The festival was the brain child of Masters’ former academic dean Chris Goulian as well as its former librarian Judy Murphy, and it has been going on for twelve years now, in partnership with The Masters School and the Hudson Valley Writers Center. One of the published poets who read at this year’s festival, Jennifer Franklin, is also a member of the Hudson Valley Writers Center and helped to organize this event. Franklin has been writing poetry since she was 15 years old, having started as a coping mechanism to deal with the loss of her favorite teacher, the adviser of the school paper. “Although I had always read a lot of poetry, I only started writing poetry after his death,” Franklin said. “It’s partially a cathartic experience, and partially it’s elegy to honor people who have left my life through death or other ways, or to try and understand what I’m feeling and thinking better.”
The poems that Franklin read at the festival were from her most recent book, If Some God Shakes Your House. The book is about a modern Antigone of sorts, except instead of burying her brother despite the orders from Creon not to do so, this version of Antigone is a mother caring for her disabled daughter even though the rest of society is telling her not to. This is based on Franklin’s own experience with her daughter who, as a result of her severe autism and epilepsy, essentially has the cognition of a toddler and will never be able to live alone or to take care of herself. “The poems are a way of using the Antigone myth to talk about that devotion and that moral duty,” Franklin said of her anthology. The book consists of three types of poems: ones from the perspective of Antigone; political prose poems which were about life in America during the Trump administration and the decrease in women’s autonomy; and sonnets which were about art or animals or literature that have inspired Franklin.

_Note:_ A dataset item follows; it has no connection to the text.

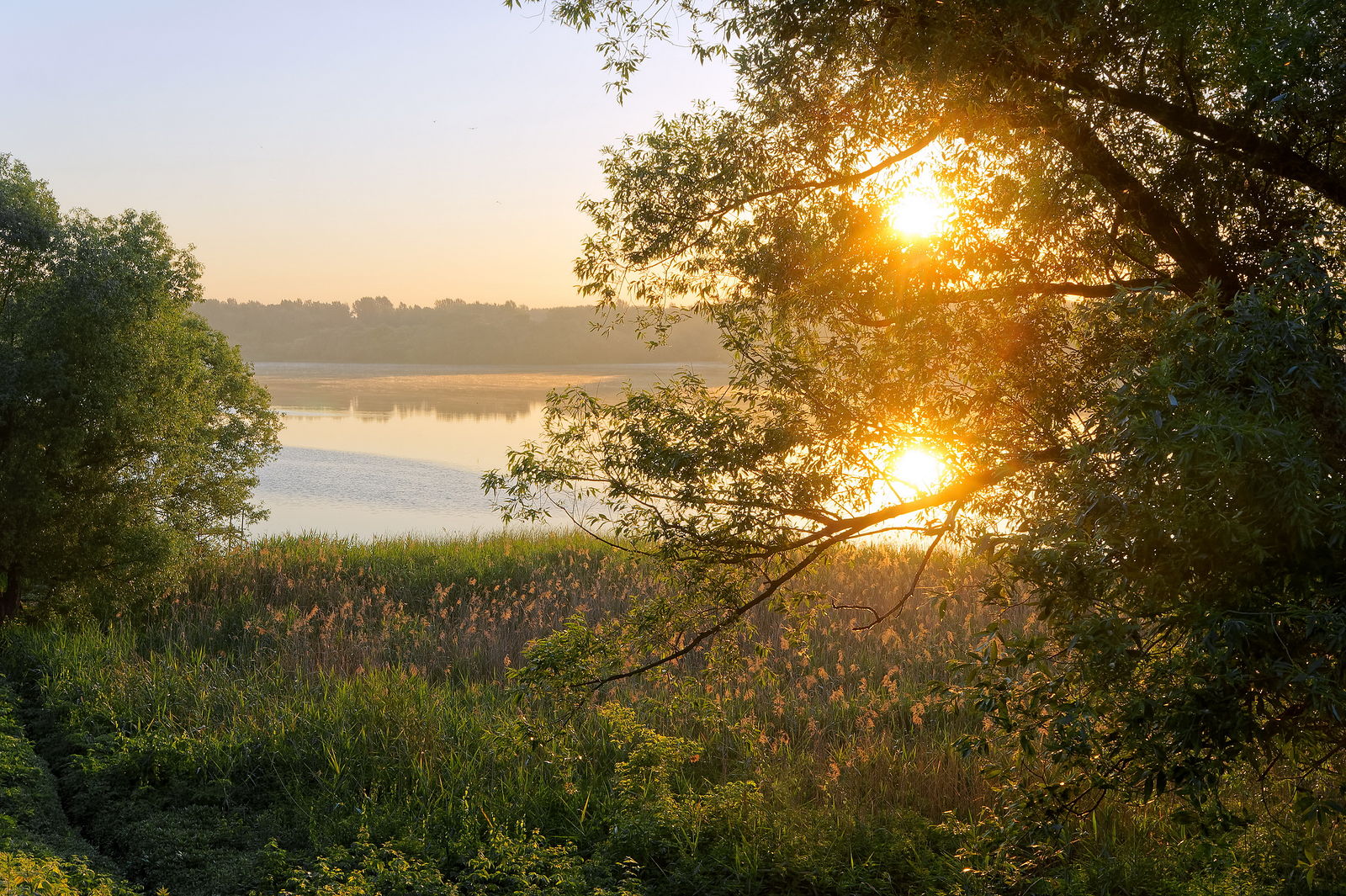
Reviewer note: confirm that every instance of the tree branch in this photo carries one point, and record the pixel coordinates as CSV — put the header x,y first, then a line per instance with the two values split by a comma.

Franklin also spoke about her experience reading at Masters, which she had done twice before, in 2019 and in 2012. “This was the best attended,” she said of this year’s poetry festival. “I think that the program structure where established poets read alongside Masters School poets is very inspiring for both the established poets and the student poets. There’s a beautiful exchange that happens in both groups hearing the other. It reminds us what we were like when we were younger poets, and it inspires us to continue writing for our audience.”

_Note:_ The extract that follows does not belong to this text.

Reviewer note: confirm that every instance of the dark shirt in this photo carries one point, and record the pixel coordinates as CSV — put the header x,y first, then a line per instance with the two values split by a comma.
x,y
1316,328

Also involved in the planning of the festival was Darren Wood, an Upper School English teacher at Masters. “What I like about the festival is it’s this temporary community that exists for just the duration of the festival,” he said. “All these people joining together to appreciate poetry and language.” He continued, “Gatherings, I think, are really special. They’re occasions where strangers come together around a shared interest and love. A lot of folks met each other, or hadn’t seen each other for years, and one of the great things about poems is that when they’re read aloud, you can almost believe that they’re being written in that moment and being delivered as if for the first time. There’s something really dynamic about reading poetry.”